Last week the AARP got "a letter of determination" from the EEOC substantiating the charge. The EEOC now acts as a conciliator in the dispute. If no settlement is reached, the AARP can sue in court.
"We want to send a message to search firms nationwide that age discrimination is not to be tolerated," says AARP senior attorney Laurie McCann.
Company executives discriminate against older workers for a number of reasons.
One is that the veterans are frequently paid more than their younger colleagues, and may or may not be as productive. A company trying to cut back wage expenses may find it expedient to lay off its older employees and save on health insurance costs as well.
Discrimination can also result from old stereotypes that are most often not true. For example, that an old dog can't learn new tricks such as how to use a computer.
In all industrial nations, however, populations are becoming older on average.
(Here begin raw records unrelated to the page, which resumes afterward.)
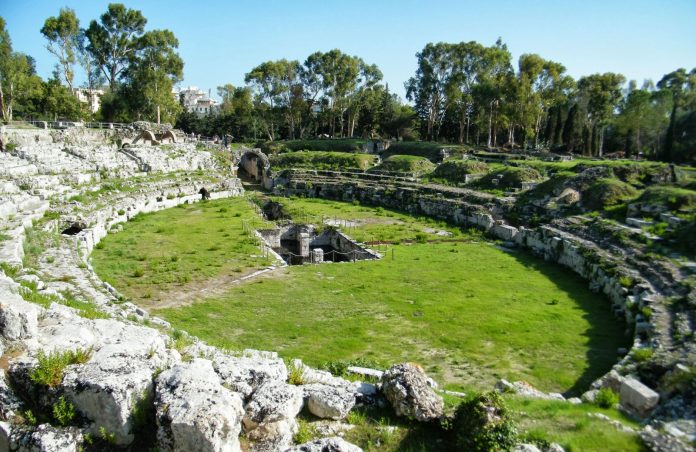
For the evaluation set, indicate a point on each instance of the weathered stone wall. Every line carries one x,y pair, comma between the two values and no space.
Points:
581,256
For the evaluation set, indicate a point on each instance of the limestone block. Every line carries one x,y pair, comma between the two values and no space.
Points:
328,402
504,231
244,374
407,389
18,319
637,397
270,415
194,410
333,444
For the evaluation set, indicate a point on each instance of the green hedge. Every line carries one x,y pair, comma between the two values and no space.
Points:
336,161
607,192
510,177
457,170
411,164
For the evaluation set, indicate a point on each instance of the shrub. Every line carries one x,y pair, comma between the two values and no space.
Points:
305,432
457,170
339,367
406,164
674,198
510,177
482,423
421,237
63,412
49,371
322,160
295,375
606,398
607,192
642,355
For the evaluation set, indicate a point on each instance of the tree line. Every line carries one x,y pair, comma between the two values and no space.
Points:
470,93
329,94
138,67
466,93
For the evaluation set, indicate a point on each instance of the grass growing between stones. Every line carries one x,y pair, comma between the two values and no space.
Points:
571,426
467,311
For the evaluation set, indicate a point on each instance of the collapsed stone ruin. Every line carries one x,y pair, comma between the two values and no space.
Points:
131,374
301,244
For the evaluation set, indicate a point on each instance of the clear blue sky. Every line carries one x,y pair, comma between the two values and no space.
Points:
222,40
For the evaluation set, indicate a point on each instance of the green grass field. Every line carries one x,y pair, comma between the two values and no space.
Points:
467,311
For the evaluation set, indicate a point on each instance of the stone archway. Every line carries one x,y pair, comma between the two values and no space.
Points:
255,165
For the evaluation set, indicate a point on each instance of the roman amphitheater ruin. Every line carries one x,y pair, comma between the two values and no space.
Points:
120,361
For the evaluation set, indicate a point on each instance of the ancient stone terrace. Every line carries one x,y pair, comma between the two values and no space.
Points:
122,360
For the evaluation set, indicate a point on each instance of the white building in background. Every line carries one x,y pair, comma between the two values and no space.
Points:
92,97
195,100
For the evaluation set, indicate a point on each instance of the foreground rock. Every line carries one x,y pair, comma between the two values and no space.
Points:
270,415
328,402
195,412
44,438
406,387
333,444
638,398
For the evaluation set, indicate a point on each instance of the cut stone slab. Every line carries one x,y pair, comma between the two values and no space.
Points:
365,372
328,402
333,444
407,389
194,410
270,415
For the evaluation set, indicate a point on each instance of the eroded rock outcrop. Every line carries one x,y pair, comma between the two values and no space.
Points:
194,410
270,415
406,387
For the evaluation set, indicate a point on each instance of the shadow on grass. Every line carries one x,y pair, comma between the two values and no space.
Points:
606,333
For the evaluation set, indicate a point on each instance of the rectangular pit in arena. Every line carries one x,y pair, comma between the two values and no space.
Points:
305,244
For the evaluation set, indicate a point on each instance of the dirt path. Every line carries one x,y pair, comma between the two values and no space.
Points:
197,290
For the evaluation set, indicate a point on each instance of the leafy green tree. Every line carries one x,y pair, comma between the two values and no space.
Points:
150,76
542,84
496,73
339,76
19,84
115,39
428,89
364,100
58,102
275,84
468,61
682,87
601,93
642,119
62,34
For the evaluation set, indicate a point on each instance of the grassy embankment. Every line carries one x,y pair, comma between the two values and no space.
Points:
467,311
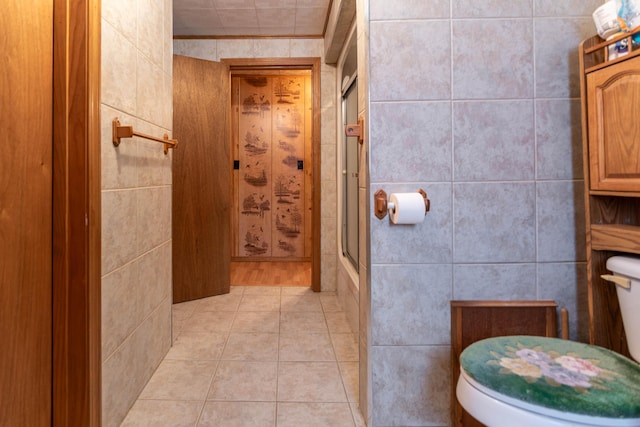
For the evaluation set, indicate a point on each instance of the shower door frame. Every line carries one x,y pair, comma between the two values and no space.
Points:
312,64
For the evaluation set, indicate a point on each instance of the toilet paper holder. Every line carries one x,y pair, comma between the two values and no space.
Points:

Aside from fairness issues, economists and officials figure their countries will need older workers to prosper and can't afford discrimination.
A battle in Europe
The European Commission issued a directive late last year to its 15 member-nations to pass laws within the next three years - six years at most - banning age discrimination. Unlike the US, Canada, or Australia, most of these nations either have no such laws or weak, ineffective laws. (Ireland is an exception.)
Many European nations are now scrambling to deal with the issue. Britain, for instance, is debating the question of mandatory retirement ages. (In the US, these are banned with some exceptions, such as those for judges, police, and fire fighters.)